Advanced SSNMR techniques, FTIR and XRD applied to polymorphism in a pharmaceutical compound

YAMILA GARRO LINCK; ANA K. CHATTAH; CAROLINA B. ROMAÑUK; MARÍA E. OLIVERA; R. BAGGIO; M. T. GARLAND; SILVIA L. CUFFINI; RUBÉN H. MANZO; GUSTAVO A. MONTI

Angra dos Reis

Congreso; 12th NUCLEAR MAGNETIC RESONANCE USERS MEETING / 3rd IBEROAMERICAN NMR MEETING; 2009

Polymorphism has been recognized as an important element of drug development.1 The fluoroquinolone (FQ) Ciprofloxacin (CIP) is a widely prescribed broad-spectrum oral antibiotic.
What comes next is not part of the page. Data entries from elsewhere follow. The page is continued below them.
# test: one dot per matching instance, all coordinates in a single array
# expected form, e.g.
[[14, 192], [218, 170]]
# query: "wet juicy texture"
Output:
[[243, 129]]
Saccharin (SAC) is one of the best known and most widely used artificial sweetening agents.  Also, it has been proposed that it could be used to improve organoleptic properties of drugs. New pharmaceutical derivatives of fluoroquinolones with SAC having sweet taste, have been recently reported. In the present work we characterize the CIP-SAC form II, which is compared with the previously reported form (I). CIP-SAC (II) was successfully obtained as a single-crystal.